Rule of thumb: If it has a next action and a finish line, it’s a project.
🗂 Areas
An Area is a sphere of activity with a standard to maintain over time — no end date.
- Ongoing responsibilities that you continuously manage
- No single deliverable, but a standard you want to uphold
- Examples: “Health”, “Finances”, “Engineering practices”, “Team management”
Rule of thumb: If it never “finishes” but always needs attention, it’s an area.
📚 Resources
A Resource is a topic or theme of ongoing interest that may be useful in the future.
- Reference material you collect because it might be relevant later
- Not tied to any active project or area, but worth keeping
- Examples: “Useful articles about Kafka”, “Design patterns”, “Recipes”
Rule of thumb: If you don’t need it now but might someday, it’s a resource.
🗃 Archives
The Archive holds anything from the other three categories that is no longer active.

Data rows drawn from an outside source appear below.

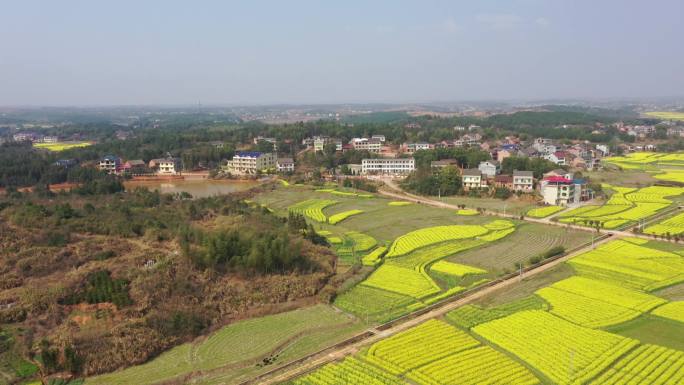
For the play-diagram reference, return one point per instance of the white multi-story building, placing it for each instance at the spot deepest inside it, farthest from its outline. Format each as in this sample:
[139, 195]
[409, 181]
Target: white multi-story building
[26, 136]
[50, 139]
[472, 178]
[371, 145]
[559, 190]
[523, 181]
[110, 164]
[388, 166]
[168, 166]
[250, 162]
[413, 147]
[319, 143]
[273, 141]
[490, 168]
[285, 165]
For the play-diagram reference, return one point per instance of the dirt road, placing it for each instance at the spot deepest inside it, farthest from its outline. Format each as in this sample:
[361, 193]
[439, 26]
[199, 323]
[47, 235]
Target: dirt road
[288, 373]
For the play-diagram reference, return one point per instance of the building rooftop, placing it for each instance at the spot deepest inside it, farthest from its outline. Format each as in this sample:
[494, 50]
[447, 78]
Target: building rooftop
[472, 172]
[249, 154]
[558, 179]
[523, 173]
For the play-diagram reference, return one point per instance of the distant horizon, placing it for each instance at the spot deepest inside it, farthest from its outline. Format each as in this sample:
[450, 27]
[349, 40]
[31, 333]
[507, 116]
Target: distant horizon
[75, 53]
[512, 102]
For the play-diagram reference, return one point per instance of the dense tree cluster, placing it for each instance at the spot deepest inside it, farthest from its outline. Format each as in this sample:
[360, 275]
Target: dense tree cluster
[445, 181]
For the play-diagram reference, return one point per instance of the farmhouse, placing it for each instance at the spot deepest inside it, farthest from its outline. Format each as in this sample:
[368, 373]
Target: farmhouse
[387, 166]
[285, 165]
[166, 166]
[523, 181]
[134, 166]
[503, 181]
[472, 178]
[371, 145]
[490, 168]
[558, 190]
[110, 164]
[251, 162]
[413, 147]
[439, 164]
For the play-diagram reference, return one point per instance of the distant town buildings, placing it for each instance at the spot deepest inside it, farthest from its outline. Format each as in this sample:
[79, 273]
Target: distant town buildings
[489, 168]
[26, 136]
[251, 162]
[319, 142]
[523, 181]
[285, 165]
[472, 178]
[387, 166]
[365, 144]
[110, 164]
[439, 164]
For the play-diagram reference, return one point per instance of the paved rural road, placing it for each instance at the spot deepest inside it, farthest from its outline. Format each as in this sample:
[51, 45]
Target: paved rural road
[287, 373]
[400, 194]
[315, 361]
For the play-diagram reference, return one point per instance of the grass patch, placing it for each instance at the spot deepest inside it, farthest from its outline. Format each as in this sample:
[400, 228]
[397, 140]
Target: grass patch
[240, 342]
[650, 329]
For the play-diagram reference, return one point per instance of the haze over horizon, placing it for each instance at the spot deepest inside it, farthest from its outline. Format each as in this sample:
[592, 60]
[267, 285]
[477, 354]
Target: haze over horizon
[307, 52]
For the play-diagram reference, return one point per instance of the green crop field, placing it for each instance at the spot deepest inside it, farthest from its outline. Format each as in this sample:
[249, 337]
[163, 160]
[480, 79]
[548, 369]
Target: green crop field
[662, 166]
[672, 310]
[432, 353]
[596, 324]
[239, 345]
[625, 206]
[405, 271]
[536, 238]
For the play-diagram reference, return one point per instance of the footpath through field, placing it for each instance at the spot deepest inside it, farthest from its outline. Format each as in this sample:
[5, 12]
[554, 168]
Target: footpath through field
[289, 372]
[401, 194]
[300, 367]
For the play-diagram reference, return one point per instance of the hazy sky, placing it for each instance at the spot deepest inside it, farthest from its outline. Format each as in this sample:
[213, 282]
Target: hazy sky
[243, 52]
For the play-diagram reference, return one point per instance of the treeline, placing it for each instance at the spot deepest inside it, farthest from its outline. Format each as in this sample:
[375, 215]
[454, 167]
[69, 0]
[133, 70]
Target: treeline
[21, 165]
[445, 181]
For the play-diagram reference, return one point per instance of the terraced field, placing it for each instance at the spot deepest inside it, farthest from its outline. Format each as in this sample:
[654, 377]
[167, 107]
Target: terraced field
[662, 166]
[543, 212]
[313, 208]
[238, 346]
[672, 310]
[406, 272]
[565, 352]
[671, 226]
[634, 266]
[646, 365]
[625, 206]
[337, 218]
[536, 239]
[435, 353]
[554, 334]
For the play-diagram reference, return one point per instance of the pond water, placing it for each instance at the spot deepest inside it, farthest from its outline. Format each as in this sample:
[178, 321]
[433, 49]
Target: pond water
[198, 188]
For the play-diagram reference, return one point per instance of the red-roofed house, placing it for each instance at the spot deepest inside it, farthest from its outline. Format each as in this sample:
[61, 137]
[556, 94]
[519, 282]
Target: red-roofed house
[558, 157]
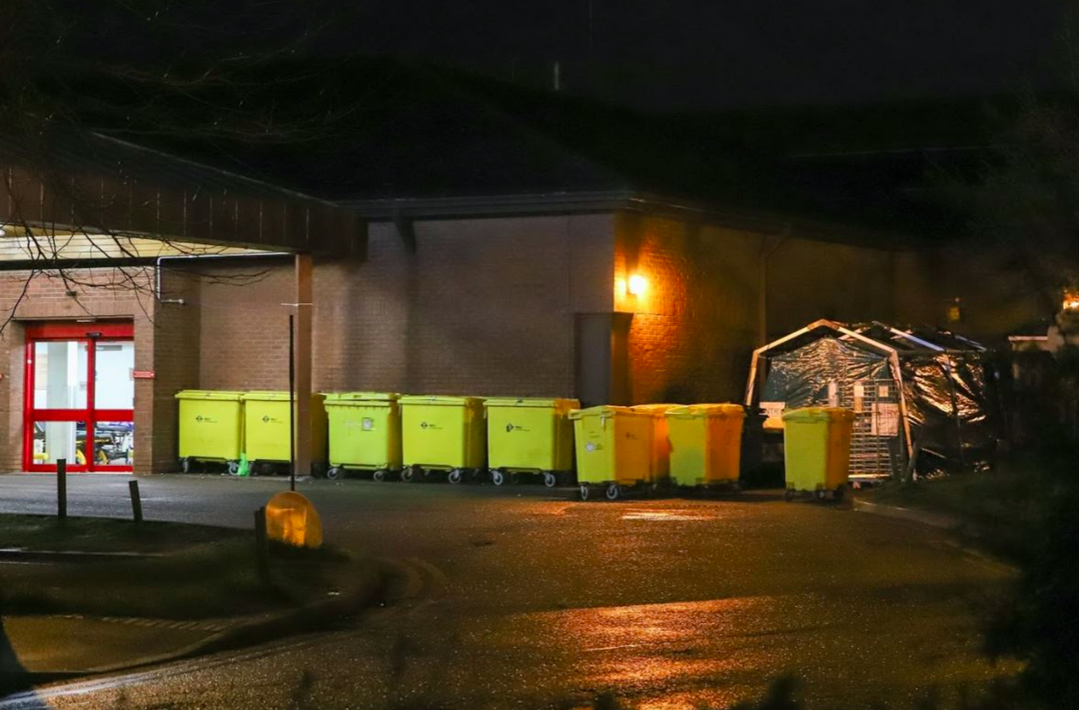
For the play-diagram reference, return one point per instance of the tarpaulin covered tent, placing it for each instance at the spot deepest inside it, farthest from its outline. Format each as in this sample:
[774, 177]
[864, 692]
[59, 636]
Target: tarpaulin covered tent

- Completed projects, dropped areas, outdated resources
- Kept for reference or historical context — out of your active workspace
- Examples: Finished projects, old job responsibilities, deprecated docs
Rule of thumb: If it’s inactive but you don’t want to delete it, archive it.
Why it works
| Category | Actionability | Time horizon |
|---|---|---|
| Projects | High — active work | Short-term |
| Areas | Medium — ongoing standard | Indefinite |
| Resources | Low — potential future use | Indefinite |
| Archives | None — inactive | Past |
By keeping these four buckets clean and distinct, you always know where to look and where to put new information — reducing mental overhead and keeping your focus where it belongs.